Standard Chartered and OKX launched a collateral mirroring program in the EEA, allowing local institutional clients to keep their crypto directly in Standard Chartered’s custody, OKX announced on Wednesday.
The launch marks an expansion of a pilot initially launched in Dubai in April, aiming to enable institutions to keep their assets with a globally systemically important bank (G-SIB) while mirroring the balances into OKX for trading.
The program’s expansion in the EEA reinforces OKX’s commitment to Europe after the exchange secured a Maltese license under Europe’s Markets in Crypto-Assets (MiCA) framework in early 2025.

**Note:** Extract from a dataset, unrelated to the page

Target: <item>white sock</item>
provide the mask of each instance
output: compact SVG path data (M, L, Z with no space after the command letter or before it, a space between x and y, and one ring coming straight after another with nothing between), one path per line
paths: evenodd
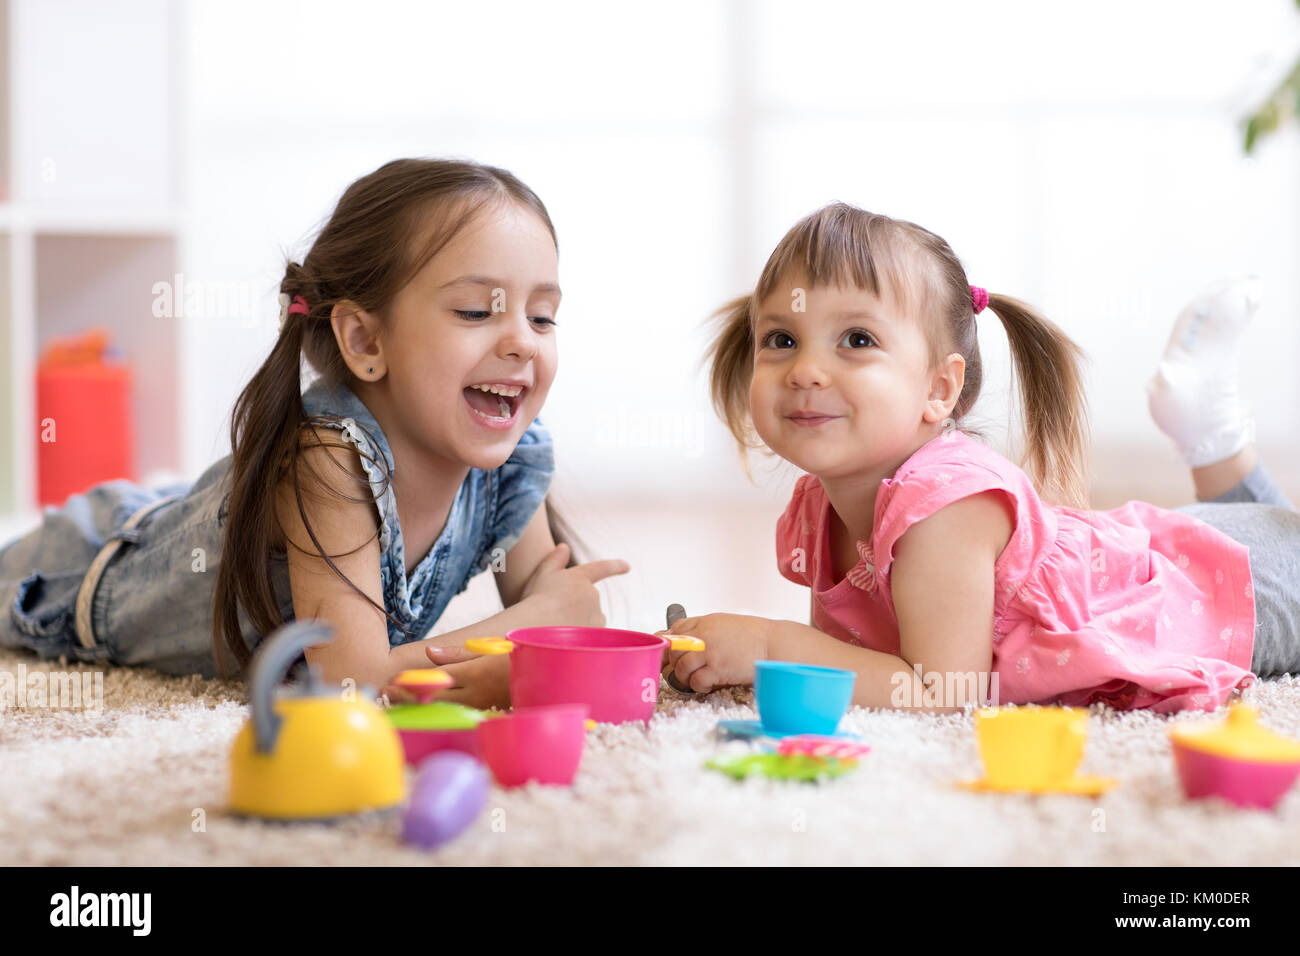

Before the deal with Standard Chartered, OKX’s institutional clients mostly kept their crypto on the exchange, with fiat transactions being handled through regular bank partners.
While OKX’s default custody option was its in-house solution, the exchange also allowed institutions to use third-party custodians, including Copper or Komainu, if they preferred to hold assets off-exchange.
With Standard Chartered’s integration, OKX’s institutional clients can keep their assets directly with a major regulated bank, while OKX can mirror those assets back into its trading system.
OKX’s collaboration with Standard Chartered is crucial for growing trust in the crypto ecosystem amid the market turmoil in October, with exchanges suffering $20 billion liquidations on Friday.
Binance, the world’s largest crypto exchange by trading volume, has faced a massive controversy since the crash, highlighting the vulnerabilities of its price oracles and blaming the platform for investor losses worth millions of dollars.
Related: Centralized exchanges face claims of massive liquidation undercounts
“Recent events have reignited the ‘Wild West’ narrative around crypto, but partnerships like ours with Standard Chartered show how far the industry has come,” OKX Europe CEO Erald Ghoos told Cointelegraph.
“We’re proud to be working with the first and only G-SIB directly integrated with a crypto exchange, proving that regulated, secure and transparent models are the future of digital assets,” he said.